La Commission prévoit de faciliter les aides d'État pour les investissements propres
L'un des grands défis européens est la transition verte. Maintenant, lorsque l'Union européenne a du mal à récupérer l'espace de compétitivité contre les États-Unis et la Chine, la Commission européenne prévoit de réformer et de simplifier les aides d'État afin de stimuler les investissements propres. L'exécutif communautaire prépare un ensemble de mesures qui facilitent les États à fournir une aide publique aux industries vertes et des objectifs de décarbonisation. Pour atteindre les objectifs « il sera nécessaire de mobiliser des fonds considérables, principalement à partir de sources privées, mais, si nécessaire, encouragée ou complétée par des fonds publics », explique le projet de communication que Bruxelles prépare à la simplification des aides d'État qui formeront le appelé Deal industriel propre (le pacte industriel propre), auquel le pays a eu accès. L'objectif est de donner un coup de pouce à la neutralité technologique.

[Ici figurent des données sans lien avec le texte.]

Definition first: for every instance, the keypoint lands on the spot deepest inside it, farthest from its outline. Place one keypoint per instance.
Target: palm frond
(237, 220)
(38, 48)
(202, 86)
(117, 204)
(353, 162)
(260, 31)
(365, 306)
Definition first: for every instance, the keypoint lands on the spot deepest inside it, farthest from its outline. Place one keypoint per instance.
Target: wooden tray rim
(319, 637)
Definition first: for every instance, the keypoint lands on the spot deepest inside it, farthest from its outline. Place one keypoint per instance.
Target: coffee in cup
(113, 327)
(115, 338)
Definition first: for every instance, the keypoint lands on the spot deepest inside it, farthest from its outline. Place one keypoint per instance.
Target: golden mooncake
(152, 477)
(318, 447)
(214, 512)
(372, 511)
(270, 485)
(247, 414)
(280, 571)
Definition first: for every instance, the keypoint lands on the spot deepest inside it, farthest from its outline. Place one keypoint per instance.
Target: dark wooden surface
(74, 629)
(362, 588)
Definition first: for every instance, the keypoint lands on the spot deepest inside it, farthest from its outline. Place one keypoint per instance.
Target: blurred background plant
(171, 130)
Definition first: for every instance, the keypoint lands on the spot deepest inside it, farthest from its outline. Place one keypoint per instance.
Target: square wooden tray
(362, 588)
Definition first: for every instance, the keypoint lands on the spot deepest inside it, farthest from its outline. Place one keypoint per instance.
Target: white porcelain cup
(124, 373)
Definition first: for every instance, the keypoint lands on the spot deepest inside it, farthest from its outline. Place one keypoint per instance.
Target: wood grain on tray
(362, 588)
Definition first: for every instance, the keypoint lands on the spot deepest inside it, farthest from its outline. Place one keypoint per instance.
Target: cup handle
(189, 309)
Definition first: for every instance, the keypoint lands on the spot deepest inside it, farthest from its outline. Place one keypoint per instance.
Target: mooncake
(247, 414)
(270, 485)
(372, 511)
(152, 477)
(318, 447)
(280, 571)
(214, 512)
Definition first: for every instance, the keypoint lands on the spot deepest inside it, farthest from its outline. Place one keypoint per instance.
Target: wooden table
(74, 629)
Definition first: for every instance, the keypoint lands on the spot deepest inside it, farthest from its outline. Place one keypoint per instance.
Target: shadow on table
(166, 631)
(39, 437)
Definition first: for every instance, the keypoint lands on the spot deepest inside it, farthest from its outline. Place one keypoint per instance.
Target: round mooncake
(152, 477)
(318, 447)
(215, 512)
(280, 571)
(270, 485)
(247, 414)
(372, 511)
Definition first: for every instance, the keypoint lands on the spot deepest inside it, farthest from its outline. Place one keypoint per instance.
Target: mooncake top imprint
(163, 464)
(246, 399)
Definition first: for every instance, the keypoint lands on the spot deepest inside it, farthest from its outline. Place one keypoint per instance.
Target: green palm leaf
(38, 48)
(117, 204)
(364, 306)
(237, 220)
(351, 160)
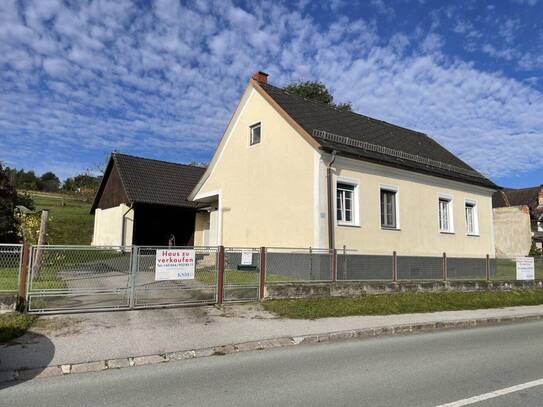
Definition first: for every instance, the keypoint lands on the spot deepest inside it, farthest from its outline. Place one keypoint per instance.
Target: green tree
(49, 182)
(318, 91)
(8, 201)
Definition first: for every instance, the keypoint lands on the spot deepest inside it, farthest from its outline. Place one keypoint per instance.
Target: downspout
(331, 217)
(122, 221)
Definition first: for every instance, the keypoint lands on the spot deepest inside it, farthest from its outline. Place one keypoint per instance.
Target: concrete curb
(263, 344)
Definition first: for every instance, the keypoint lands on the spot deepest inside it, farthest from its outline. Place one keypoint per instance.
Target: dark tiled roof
(516, 197)
(157, 182)
(311, 115)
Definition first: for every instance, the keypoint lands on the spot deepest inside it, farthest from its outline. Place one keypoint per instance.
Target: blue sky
(160, 79)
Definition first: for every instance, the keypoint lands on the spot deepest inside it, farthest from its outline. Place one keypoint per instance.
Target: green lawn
(401, 303)
(13, 325)
(71, 222)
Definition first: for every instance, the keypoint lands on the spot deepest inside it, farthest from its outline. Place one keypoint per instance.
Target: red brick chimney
(260, 76)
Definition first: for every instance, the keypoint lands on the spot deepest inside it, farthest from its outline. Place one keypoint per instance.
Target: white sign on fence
(525, 268)
(246, 258)
(175, 264)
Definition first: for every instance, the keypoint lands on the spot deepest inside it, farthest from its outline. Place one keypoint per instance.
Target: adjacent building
(293, 172)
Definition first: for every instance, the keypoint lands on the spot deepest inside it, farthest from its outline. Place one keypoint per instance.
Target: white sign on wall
(246, 258)
(525, 268)
(175, 264)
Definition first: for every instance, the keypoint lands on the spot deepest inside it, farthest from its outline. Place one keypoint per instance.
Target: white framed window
(445, 213)
(255, 134)
(347, 202)
(390, 218)
(472, 221)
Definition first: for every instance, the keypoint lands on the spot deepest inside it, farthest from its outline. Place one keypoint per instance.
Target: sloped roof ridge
(348, 111)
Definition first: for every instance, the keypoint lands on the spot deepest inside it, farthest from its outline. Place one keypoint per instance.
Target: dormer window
(255, 134)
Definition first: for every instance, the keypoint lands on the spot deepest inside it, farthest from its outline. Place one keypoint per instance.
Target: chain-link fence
(241, 274)
(151, 292)
(10, 267)
(291, 265)
(364, 267)
(78, 277)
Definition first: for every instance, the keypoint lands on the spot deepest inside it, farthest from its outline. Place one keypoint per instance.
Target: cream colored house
(291, 172)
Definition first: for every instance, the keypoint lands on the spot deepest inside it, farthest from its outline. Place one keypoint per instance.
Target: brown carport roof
(154, 182)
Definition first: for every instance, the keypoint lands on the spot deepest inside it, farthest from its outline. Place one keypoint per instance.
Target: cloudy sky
(160, 79)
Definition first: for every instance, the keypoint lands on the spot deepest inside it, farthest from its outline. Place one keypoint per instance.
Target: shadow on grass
(30, 352)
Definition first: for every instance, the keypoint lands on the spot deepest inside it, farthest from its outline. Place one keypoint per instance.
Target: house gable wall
(113, 193)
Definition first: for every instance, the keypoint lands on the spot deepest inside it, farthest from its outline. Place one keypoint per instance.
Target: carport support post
(23, 278)
(444, 266)
(262, 277)
(220, 275)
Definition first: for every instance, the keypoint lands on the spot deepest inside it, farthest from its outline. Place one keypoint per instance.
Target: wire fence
(69, 278)
(10, 267)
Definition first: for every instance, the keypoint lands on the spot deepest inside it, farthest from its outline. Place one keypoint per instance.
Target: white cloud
(162, 80)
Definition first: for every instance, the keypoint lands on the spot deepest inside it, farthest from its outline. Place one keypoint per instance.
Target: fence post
(220, 276)
(487, 265)
(262, 279)
(23, 278)
(334, 265)
(344, 267)
(394, 266)
(445, 266)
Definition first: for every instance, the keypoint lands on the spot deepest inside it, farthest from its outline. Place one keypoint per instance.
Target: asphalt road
(417, 370)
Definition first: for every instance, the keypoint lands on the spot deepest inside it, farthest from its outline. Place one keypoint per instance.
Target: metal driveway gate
(241, 274)
(75, 278)
(150, 293)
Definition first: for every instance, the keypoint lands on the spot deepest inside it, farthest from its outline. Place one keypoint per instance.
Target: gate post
(220, 275)
(134, 266)
(487, 264)
(23, 278)
(394, 266)
(262, 277)
(334, 265)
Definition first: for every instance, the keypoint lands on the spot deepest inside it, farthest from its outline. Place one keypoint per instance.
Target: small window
(471, 218)
(255, 134)
(345, 203)
(388, 209)
(445, 215)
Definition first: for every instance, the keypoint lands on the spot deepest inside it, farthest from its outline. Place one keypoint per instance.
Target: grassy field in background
(401, 303)
(71, 222)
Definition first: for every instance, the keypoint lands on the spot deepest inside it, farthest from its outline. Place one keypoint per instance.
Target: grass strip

Cette impulsion à une industrie verte et compétitive est l'une des grandes promesses du président de la Commission européenne, Ursula von der Leyen. La vice-présidente de la transition et de la compétence propres, équitables et compétitives en charge de la concurrence, Teresa Ribera, avait déjà lancé qu'elle réformerait les aides d'État pour stimuler les investissements verts et que « ne servirait pas uniquement les intérêts nationaux ».
Le nouveau modèle, que l'exécutif communautaire prévoit de présenter avec toute une fusion des mesures pour soutenir cette transition clé, va dans la ligne de la flexibilité précédente des aides d'État et peut générer une controverse car elle continue de laisser des fentes pour un plus grand avantage pour Un plus grand avantage de l'Allemagne et de la France (entre les deux pays, ils donnent généralement plus de la moitié de l'union entière), quelque chose qui s'appuiera contraire pour aider aux risques impliqués pour le marché unique.
Les sources du secteur privé connaissent les discussions sur les modifications prévues indiquent cependant que cet ancien problème n'est pas résolu avec les planifiés.
Le changement, indique le projet de commission, « est justifié en vue de la nécessité d'accélérer des investissements spécifiques et de voir le faible risque d'effets possibles sur le commerce et la concurrence sur le marché intérieur ». Le document peut toujours changer. L'exécutif communautaire, qui fait valoir qu'il cherche à contribuer à la transition propre, équitable et compétitive sans déformer indûment la compétition et en même temps préserver les objectifs de cohésion, prévoit de présenter le pacte industriel propre le 26 février.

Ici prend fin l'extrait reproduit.